Nel linguaggio comune, “soglia assicurativa” è spesso utilizzata per indicare il reddito assicurativo mensile massimo (il tetto massimo fino al quale sono dovuti i contributi assicurativi), ma può anche indicare le soglie assicurative minime per attività economiche e professioni. All’inizio del 2026, il punto chiave è il seguente: fino all’adozione della Legge di Bilancio per l’Assicurazione Sociale dello Stato per il 2026 e della Legge di Bilancio per il Fondo Nazionale di Assicurazione Malattia per il 2026, si applicano i parametri in vigore al 31 dicembre 2025.

Reddito massimo mensile di previdenza sociale: 2.111,64 EUR (equivalenti a 4.130 BGN secondo i parametri in vigore al 31 dicembre 2025). Questo è il tetto massimo in base al quale vengono calcolati i contributi previdenziali.

Soglie assicurative minime per lavoratori e impiegati: il reddito assicurativo non può essere inferiore alla soglia minima assicurativa in base all’attività economica dell’assicuratore e alla categoria di qualificazione dell’assicurato. In pratica, ciò significa che, anche con uno stipendio basso, il datore di lavoro può essere obbligato ad assicurare una retribuzione superiore a quella concordata, se la soglia minima assicurativa pertinente è superiore.

Contributo assicurativo sanitario : l’importo del contributo assicurativo sanitario è pari all’8% ed è suddiviso tra datore di lavoro e dipendente in un rapporto di 60 a 40: il 4,8% a carico del datore di lavoro e il 3,2% a carico dell’assicurato. Per gli autoassicurati, il contributo assicurativo sanitario è interamente a loro carico ed è pari all’8%.

Lavoratori autonomi – reddito minimo e massimo della previdenza sociale: per il 2026, gli importi minimo e massimo sono pari a 550,66 euro e 2.111,64 euro (dati provvisori, con applicazione dei parametri al 31 dicembre 2025). Si tratta di una distinzione particolarmente importante: il reddito minimo della previdenza sociale per i lavoratori autonomi all’inizio del 2026 non segue automaticamente il nuovo salario minimo fino all’adozione della legge annuale sul bilancio della previdenza sociale per il 2026.

Esempio pratico: cosa significa il nuovo salario minimo per uno stipendio “netto” in un tipico contratto di lavoro? Con uno stipendio lordo di 620,20 euro e un’assicurazione standard per lavoratori e impiegati (terza categoria di lavoro), le detrazioni personali per la previdenza sociale statale ammontano al 10,58% del reddito assicurato e il contributo per l’assicurazione sanitaria a carico del dipendente è del 3,2%. Se il dipendente è anche soggetto all’assicurazione presso un fondo pensione universale, viene detratto un contributo aggiuntivo a carico dell’assicurato (2,2%). In base a queste ipotesi, lo stipendio netto approssimativo è di circa 470 euro (917,25 leva) se si partecipa a un fondo pensione universale o di circa 481,26 euro (941,26 leva) se non è dovuto alcun contributo a un fondo pensione universale. L’importo specifico può variare in base allo status personale, alle agevolazioni fiscali e alle specifiche dell’assicurazione.

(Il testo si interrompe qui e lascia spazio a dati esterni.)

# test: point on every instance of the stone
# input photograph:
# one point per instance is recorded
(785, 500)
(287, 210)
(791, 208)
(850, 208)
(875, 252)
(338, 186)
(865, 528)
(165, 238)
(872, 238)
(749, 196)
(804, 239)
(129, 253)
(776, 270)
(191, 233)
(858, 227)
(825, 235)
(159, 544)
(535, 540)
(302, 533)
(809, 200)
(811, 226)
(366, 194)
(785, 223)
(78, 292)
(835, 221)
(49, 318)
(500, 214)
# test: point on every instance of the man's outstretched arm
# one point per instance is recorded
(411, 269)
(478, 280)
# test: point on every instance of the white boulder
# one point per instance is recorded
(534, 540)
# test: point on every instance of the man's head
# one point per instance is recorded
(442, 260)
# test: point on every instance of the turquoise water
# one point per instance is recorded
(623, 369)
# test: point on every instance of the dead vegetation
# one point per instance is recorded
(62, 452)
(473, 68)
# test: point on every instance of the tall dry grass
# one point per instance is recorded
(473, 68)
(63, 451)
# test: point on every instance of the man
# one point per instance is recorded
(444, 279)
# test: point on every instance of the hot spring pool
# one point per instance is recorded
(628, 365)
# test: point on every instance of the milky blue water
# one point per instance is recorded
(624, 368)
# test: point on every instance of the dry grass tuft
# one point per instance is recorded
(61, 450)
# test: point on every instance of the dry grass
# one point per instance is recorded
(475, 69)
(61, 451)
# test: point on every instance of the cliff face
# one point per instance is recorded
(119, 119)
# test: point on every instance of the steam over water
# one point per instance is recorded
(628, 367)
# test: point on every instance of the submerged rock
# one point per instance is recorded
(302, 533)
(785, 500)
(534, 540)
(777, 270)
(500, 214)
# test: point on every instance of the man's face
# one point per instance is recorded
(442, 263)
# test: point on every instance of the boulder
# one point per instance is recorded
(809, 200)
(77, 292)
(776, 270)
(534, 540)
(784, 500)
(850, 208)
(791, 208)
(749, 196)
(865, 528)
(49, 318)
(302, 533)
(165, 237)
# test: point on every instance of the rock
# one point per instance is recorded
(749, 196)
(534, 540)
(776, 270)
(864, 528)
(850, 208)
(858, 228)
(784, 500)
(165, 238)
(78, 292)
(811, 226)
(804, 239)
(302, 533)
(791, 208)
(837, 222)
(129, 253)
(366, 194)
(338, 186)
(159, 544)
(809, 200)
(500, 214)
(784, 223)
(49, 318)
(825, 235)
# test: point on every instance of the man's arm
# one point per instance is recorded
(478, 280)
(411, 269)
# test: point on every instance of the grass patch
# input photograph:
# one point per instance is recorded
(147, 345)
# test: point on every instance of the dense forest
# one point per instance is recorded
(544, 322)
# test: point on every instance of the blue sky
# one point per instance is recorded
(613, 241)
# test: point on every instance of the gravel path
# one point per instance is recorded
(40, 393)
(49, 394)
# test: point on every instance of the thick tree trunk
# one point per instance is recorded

L’ aliquota d’imposta sulla base imponibile annua complessiva è del 10%. In caso di redditi derivanti da rapporti di lavoro, l’imposta viene trattenuta anticipatamente dal datore di lavoro su una base imponibile, che si forma praticamente al netto dei contributi previdenziali obbligatori. In caso di redditi soggetti a dichiarazione annuale, il termine per la presentazione della dichiarazione dei redditi annuale è il 30 aprile dell’anno successivo.